= Famous Paintings through the Ages =

9th-century book on Chinese paintings

Famous Paintings through the Ages (Lìdài Mínghuàjì (历代名画记, 歷代名畫記)) is a book on classical Chinese paintings written by Zhang Yanyuan of the Tang dynasty. It's considered the first comprehensive history of paintings in China. Many later historical and literary works such as Taiping Guangji, Taiping Yulan, and History of Painting (画史) by Mi Fu drew extensively from this book for painting related content during the Tang and earlier centuries.

== Creation and editions ==
Volume One of the book titled "The Rise and Fall of Painting" concludes with an inscription dated "the first year of the Dazhong era," corresponding to year 847. The author further noted that the book recorded "from the legendary figure Shihuang (also known as Cangjie, the chief minister of the Yellow Emperor, skilled in painting) to the first year of the Hui Chang era in the Tang dynasty, a total of 372 individuals were included. The sequence is meticulously arranged, and the evaluations are quite accurate. In addition, I have studied extensively various accounts of literature to elaborate on the process of my assessment, so that future scholars can continue their research based on this foundation I laid." Meanwhile, in Volume Three, "Murals at the West Capital Temple," a reference was made to "the seventh year of the Dazhong era" (853), indicating that the author was still actively working on the content after 847, with the final version being completed no earlier than 853.

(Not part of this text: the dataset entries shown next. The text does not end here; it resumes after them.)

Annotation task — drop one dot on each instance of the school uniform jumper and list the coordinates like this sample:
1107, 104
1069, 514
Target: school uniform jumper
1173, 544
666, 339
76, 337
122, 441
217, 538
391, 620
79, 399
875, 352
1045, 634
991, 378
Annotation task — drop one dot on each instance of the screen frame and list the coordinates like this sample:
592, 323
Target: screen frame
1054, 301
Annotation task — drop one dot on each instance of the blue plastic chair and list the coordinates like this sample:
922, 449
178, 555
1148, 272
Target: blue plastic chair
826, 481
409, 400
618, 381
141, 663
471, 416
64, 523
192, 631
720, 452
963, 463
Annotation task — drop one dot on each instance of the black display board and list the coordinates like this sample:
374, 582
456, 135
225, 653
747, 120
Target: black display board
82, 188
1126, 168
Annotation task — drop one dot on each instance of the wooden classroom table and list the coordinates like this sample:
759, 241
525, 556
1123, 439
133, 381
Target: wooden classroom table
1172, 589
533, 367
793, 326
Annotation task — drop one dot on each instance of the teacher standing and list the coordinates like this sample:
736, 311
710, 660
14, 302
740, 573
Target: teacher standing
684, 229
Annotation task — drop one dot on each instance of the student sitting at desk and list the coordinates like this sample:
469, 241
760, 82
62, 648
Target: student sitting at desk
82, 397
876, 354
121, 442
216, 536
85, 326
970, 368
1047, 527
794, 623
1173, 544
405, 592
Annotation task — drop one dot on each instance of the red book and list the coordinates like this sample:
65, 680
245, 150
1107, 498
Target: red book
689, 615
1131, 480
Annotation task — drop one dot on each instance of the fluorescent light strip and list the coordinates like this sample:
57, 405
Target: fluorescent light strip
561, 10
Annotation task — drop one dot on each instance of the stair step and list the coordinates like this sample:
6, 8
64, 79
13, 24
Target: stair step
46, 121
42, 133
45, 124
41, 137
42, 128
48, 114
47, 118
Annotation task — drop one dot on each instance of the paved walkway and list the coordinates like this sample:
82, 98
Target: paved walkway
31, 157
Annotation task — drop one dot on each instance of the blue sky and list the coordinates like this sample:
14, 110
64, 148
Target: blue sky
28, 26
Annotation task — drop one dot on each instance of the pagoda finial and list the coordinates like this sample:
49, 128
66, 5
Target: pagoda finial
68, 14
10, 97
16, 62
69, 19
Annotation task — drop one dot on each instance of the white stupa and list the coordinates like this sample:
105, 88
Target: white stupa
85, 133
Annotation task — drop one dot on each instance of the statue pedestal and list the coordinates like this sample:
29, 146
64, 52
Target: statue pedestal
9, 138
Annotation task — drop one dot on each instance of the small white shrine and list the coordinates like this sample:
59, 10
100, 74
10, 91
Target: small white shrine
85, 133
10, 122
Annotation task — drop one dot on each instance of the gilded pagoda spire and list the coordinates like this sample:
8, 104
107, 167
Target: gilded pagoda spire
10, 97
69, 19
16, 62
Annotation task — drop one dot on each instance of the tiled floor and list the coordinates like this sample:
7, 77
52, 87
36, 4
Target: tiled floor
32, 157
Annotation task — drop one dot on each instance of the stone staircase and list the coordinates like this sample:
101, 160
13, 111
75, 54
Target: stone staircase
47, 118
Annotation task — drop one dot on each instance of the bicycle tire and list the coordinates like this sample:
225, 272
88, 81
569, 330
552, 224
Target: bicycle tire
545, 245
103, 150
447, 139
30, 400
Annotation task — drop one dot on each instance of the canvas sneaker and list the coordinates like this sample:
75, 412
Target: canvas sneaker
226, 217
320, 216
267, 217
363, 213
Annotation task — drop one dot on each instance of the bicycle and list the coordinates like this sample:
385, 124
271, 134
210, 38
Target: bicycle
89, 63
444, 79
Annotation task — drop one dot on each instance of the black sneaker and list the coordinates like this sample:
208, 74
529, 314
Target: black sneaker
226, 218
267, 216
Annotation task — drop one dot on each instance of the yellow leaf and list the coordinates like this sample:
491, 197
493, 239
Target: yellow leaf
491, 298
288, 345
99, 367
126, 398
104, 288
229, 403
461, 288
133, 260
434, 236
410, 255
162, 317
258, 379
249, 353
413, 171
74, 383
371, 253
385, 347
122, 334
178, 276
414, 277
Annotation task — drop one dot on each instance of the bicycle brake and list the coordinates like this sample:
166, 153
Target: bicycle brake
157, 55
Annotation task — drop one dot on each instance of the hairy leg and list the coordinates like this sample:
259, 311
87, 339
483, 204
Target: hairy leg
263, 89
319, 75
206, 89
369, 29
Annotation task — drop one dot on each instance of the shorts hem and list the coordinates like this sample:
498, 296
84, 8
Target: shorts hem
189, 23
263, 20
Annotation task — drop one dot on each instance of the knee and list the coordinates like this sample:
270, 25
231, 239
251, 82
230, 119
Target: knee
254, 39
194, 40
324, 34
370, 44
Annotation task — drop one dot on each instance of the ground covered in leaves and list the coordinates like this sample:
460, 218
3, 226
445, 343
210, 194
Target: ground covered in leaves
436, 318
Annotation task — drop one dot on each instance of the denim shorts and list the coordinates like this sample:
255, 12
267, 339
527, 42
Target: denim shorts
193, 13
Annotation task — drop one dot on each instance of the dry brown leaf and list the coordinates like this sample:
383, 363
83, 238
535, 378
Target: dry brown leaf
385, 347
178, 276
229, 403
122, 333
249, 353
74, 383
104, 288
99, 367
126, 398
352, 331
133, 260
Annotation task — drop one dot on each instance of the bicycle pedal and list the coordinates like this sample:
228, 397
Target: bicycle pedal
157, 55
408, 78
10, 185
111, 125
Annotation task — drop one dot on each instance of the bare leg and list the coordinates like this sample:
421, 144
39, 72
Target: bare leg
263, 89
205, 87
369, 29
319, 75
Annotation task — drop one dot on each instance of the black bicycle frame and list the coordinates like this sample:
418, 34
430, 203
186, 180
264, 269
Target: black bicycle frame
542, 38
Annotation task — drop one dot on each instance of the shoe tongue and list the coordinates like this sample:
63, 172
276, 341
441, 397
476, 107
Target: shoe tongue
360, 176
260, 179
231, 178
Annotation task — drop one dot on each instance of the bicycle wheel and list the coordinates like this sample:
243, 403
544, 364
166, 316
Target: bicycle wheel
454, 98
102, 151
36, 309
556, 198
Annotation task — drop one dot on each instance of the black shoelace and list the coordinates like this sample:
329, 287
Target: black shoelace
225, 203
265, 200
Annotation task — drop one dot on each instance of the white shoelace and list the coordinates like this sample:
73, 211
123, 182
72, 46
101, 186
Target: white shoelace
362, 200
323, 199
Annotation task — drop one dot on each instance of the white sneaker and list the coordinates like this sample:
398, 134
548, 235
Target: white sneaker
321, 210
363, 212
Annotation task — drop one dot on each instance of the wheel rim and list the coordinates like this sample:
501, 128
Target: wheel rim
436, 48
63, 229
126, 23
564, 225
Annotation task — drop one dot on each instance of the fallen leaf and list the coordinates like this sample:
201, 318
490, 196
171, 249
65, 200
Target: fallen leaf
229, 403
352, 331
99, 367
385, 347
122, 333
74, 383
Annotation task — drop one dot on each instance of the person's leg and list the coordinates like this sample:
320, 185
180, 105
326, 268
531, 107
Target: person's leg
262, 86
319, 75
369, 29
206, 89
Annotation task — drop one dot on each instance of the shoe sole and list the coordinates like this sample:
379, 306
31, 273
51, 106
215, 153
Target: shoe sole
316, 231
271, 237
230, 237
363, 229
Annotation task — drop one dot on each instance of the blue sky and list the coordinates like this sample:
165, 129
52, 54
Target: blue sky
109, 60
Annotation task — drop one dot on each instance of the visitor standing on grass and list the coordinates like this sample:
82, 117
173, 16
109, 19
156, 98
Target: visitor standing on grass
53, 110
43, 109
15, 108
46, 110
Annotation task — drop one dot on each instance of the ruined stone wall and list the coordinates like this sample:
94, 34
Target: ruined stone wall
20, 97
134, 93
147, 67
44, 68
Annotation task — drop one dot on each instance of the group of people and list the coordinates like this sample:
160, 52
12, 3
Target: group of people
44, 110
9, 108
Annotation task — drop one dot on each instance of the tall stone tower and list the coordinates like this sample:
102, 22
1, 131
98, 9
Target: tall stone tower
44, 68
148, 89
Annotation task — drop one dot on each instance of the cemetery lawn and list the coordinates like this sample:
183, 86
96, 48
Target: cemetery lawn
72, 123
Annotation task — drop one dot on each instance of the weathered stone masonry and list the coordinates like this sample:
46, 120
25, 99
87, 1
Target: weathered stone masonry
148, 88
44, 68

According to Ming dynasty book collector, publisher Mao Jin's account, the Zhang family of Hedong (now Yongji, Shanxi Province) to which Zhang Yanyuan belonged, "collected distinguished calligraphy and paintings for three generations." Zhang's great grandfather and grandfather were both high ranking officials serving at the imperial courts, as well as avid collectors of calligraphy and paintings. The Zhang family collection once rivalled that of the royal family; and Empire Xianzong requested the Zhangs to surrender their collections to the court. Mao Jin believed that this family background and resources available served as the foundation for creating the book.

The book was initially circulated in manuscript form. During the reign of Emperor Lizong of the Southern Song dynasty (1224-1264), it was carved into woodblocks and printed in the capital city Lin'an, becoming a definitive edition. Most manuscripts and printed copies from the Ming and Qing dynasties were based on the Southern Song edition. The two surviving manuscripts housed in the National Library of China and the Kyushu University Library in Japan were believed to be copied during the Ming and Qing dynasties. Among all historical editions, Mao Jin's Jigu Ge edition is of the best quality and has the widest circulation.

== Legacy ==
The book consists of ten volumes, with the first three volumes serving as a general discussion on the study and theory of painting. The remaining seven volumes are biographies of painters written in chronological order, making it a comprehensive encyclopedia of painting history at the time. Before the creation of the book, Chinese art-related works mainly focused on appreciation and cataloging, such as Gu Kaizhi's (顾恺之) On Painting and Xie He's (谢赫) Classified Record of Ancient Paintings. Zhang Yanyuan thus pioneered Chinese art history by being the first to document painters in a chronological format.